On Thu, Oct 24, 2002 at 12:36:20PM -0400, Owen Taylor wrote:
| 
| I think the author is right that interesting things can be
| done in the area of performance and X. As far as 
| particular problems that he identifies and solutions he
| proposes... well, they certainly wouldn't be where I was
| looking.

Definitely agreed.

| Quick rundown of what I think _is_ interesting:
| 
|  - Store the full contents of all toplevels. Exposes are an 
|    obsolete concept from when window contents were simpler and 
|    graphics memory smaller.
| 
|    (You may want to discard information if memory gets tight, ...

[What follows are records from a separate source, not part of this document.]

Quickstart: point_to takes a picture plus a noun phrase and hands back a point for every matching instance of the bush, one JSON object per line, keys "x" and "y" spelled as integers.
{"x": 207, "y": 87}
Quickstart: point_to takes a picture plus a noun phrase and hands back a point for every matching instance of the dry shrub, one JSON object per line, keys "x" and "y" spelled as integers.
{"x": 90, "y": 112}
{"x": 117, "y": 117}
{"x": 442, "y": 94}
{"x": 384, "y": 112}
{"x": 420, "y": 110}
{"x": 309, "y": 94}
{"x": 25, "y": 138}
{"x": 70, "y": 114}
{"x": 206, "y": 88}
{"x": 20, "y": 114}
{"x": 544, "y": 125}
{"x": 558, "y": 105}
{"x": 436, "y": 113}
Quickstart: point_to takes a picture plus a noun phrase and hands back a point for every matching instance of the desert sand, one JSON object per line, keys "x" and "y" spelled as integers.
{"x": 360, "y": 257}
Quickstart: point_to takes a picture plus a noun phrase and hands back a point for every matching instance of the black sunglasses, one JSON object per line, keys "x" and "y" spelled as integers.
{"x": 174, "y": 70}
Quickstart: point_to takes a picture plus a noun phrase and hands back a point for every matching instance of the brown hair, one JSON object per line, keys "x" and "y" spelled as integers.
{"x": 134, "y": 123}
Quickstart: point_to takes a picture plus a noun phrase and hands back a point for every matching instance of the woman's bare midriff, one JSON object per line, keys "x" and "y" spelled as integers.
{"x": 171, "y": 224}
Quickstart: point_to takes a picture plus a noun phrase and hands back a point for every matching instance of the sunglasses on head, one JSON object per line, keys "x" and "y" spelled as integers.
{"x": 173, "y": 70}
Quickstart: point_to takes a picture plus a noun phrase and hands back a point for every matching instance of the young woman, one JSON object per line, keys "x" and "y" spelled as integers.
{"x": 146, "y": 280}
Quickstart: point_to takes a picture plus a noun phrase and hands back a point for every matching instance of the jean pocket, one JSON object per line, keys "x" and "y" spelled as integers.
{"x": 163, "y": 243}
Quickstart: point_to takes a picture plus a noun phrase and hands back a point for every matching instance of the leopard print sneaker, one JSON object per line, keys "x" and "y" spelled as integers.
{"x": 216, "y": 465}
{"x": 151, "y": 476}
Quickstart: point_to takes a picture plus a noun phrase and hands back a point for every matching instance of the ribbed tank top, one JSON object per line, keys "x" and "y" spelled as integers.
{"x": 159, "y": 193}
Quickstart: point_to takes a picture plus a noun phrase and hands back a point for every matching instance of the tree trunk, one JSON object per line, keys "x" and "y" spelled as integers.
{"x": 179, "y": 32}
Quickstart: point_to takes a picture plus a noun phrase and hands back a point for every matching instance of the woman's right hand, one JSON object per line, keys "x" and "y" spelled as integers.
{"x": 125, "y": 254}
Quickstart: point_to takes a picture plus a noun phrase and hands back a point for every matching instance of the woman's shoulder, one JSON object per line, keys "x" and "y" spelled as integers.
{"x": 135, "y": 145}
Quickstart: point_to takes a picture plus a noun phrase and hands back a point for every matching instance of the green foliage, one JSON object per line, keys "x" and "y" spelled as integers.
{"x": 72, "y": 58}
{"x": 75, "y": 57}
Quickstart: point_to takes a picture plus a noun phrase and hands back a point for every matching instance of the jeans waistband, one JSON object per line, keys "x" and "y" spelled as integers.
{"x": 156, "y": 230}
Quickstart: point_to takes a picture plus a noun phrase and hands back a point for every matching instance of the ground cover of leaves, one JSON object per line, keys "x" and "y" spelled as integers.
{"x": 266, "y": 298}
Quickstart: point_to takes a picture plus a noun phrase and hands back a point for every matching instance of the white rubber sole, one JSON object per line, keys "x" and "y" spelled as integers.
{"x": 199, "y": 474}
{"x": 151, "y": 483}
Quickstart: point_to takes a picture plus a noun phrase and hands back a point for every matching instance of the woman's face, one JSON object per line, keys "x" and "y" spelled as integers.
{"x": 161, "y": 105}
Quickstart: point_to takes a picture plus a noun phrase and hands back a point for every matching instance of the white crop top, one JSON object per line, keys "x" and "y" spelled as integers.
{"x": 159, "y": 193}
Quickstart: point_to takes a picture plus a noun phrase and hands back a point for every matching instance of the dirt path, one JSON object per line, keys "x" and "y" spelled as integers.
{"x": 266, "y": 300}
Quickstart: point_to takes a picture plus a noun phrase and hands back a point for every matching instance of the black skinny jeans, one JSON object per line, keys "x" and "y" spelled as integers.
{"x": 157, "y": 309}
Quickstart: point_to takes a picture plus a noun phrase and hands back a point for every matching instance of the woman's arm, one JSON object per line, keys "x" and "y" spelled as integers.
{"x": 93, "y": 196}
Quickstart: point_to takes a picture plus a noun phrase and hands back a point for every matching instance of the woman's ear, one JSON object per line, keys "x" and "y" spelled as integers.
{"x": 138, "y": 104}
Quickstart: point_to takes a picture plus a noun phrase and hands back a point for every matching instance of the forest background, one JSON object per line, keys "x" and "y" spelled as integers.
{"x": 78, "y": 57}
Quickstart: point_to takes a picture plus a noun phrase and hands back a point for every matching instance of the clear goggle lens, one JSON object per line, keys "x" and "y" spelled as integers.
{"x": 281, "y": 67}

Unless you're willing to give a strong guarantee (e.g., roughly as
strong as the one the VM system gives ordinary memory allocations) that
all toplevels will have backing store, the apps still need to provide a
mechanism to respond to exposures.  Once you have that, it's been my
experience that the overall performance of the system is maximized by
giving up backing store and teaching the apps to redraw exposed regions
efficiently.  It may be that the toolkits need more work in the latter
area.

Historical note:  Back when X11 was enjoying its first successes and I
was working at Digital, I asked an SGI engineer how SGI machines were
able to demonstrate such enormous text scrolling rates.  He replied that
they didn't bother to scroll; they had optimized the system for drawing,
so they just re-drew the entire window for each frame.  :-)

| ...
|  - Improve the handling of offscreen memory management in
|    XFree86.

Yes, that's crucially important for 3D as well.  Most current 3D apps
need a great deal of space for back buffer, depth buffer, textures, and
scratch drawing areas.  64MB of graphics memory can be pretty tight in
that environment, so contention is common.